There are a lot of possible directions to go from here. The goal is to identify proteins that are highly expressed or vary between treatments (23C vs 29C). Proteins that are highly expressed and/or do not vary between treatments could indicate essential functions for pacific oysters which I believe is not well understood. There are a lot of questions that could be answered from here so right now I am just trying to form a more specific question to investigate using the data I now have.

Kaitlyn’s Notebook: BLAST on Jupyter

I went out with the #LabLadies and shucked my first oyster! I also really enjoyed looking around the Manchester facility and working with everyone! (Thanks for inviting me guys!)

I’ve also finally figured out how to work Github and Jupyter. I’ve now successfully ran a file through BLAST using Jupyter, although it was a practice file downloaded from the internet rather than the pacificoysterdata. I still have to figure out to BLAST that file or if that is the correct file to BLAST. Anyway, I was having problems because I wasn’t specifying the entire path but with a little help from Sam, I finally got it figured out! I also created my first repository, and although it looks pretty empty right now, I’ve moved directories in and out as well as individual files. I’m using the terminal to do this. I did download GitHub Desktop but because I was already working in the terminal so much, it made more sense to me. I understand a lot more of the terminology now as well as how GitHub tracks file changes in your computer. It was pretty exciting getting it all to finally work for me!

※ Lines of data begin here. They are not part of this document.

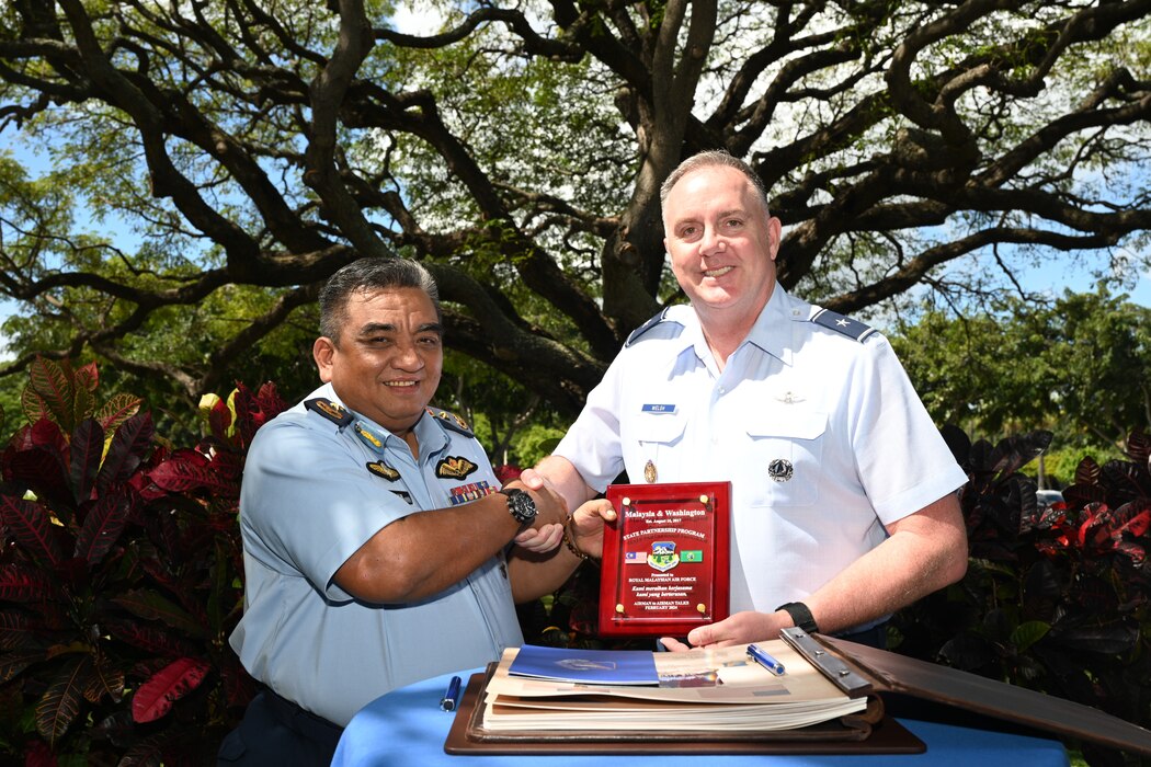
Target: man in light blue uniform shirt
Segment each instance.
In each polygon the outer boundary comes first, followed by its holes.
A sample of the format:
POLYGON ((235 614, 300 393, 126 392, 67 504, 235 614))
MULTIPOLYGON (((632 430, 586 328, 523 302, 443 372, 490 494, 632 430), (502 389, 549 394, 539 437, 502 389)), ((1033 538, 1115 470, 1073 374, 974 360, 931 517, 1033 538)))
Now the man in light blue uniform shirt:
POLYGON ((632 333, 523 478, 570 505, 622 469, 633 483, 731 481, 732 614, 669 649, 791 626, 882 645, 870 629, 962 577, 967 477, 886 339, 777 284, 780 224, 752 168, 702 153, 661 197, 691 304, 632 333))
POLYGON ((260 429, 244 470, 230 643, 262 690, 221 765, 327 764, 374 698, 521 644, 513 601, 580 561, 555 546, 561 499, 501 490, 467 425, 427 406, 443 347, 422 267, 361 259, 320 306, 325 384, 260 429), (524 534, 548 553, 512 545, 524 534))

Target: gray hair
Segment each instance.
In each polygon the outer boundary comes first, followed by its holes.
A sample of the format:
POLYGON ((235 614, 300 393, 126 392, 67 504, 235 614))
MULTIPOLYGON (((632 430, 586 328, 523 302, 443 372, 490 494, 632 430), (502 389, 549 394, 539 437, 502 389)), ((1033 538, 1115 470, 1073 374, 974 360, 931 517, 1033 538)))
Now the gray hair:
POLYGON ((699 154, 693 154, 680 162, 663 181, 663 184, 660 185, 660 205, 666 202, 668 195, 671 193, 671 187, 678 184, 679 179, 684 176, 702 168, 714 167, 734 168, 747 176, 747 181, 752 182, 752 186, 755 189, 760 201, 763 202, 764 212, 768 212, 769 216, 771 215, 770 207, 768 206, 768 189, 763 185, 763 179, 760 178, 752 166, 729 154, 725 149, 708 149, 699 154))
POLYGON ((340 331, 348 322, 348 300, 352 293, 395 287, 417 287, 427 293, 435 307, 436 321, 443 322, 440 289, 432 273, 409 259, 364 258, 338 269, 320 289, 320 335, 340 343, 340 331))

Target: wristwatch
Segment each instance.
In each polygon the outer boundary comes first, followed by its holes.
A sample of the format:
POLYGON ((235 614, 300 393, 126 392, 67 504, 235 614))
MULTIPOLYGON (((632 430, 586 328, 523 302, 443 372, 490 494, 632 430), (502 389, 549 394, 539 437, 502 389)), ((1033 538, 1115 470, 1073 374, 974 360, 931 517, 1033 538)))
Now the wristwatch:
POLYGON ((535 501, 532 500, 531 496, 518 488, 501 490, 500 492, 508 498, 508 513, 519 522, 520 530, 535 521, 535 501))
POLYGON ((811 611, 807 608, 801 601, 790 601, 786 605, 779 605, 776 609, 782 609, 792 616, 792 623, 795 628, 802 629, 808 634, 818 634, 820 627, 815 622, 815 616, 811 615, 811 611))

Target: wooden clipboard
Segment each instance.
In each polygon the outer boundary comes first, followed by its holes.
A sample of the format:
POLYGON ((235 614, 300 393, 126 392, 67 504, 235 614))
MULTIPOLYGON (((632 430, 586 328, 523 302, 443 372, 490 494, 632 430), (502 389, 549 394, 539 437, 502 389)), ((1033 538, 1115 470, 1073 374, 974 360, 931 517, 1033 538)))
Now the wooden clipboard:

Finally, I’m working on an anemone project for my BIO463 (Advanced Physiology) class. I am going to manipulate salinity (hypoosmotic conditions) and temperature (increase) and then test tentacle flexion, tentacle retraction time, changes in symbiote presence and possible tentacle regeneration time of Aiptasia. I ordered them from Carolina Catalogs and they are surprisingly large (about 5cm)! Unfortunately, their symbiote presence will probably prevent the ability to look at methylation patterns however I will learn a lot about anemones for this project and hopefully I can do a separate project  studying changes in global methylation patterns for the Roberts Lab.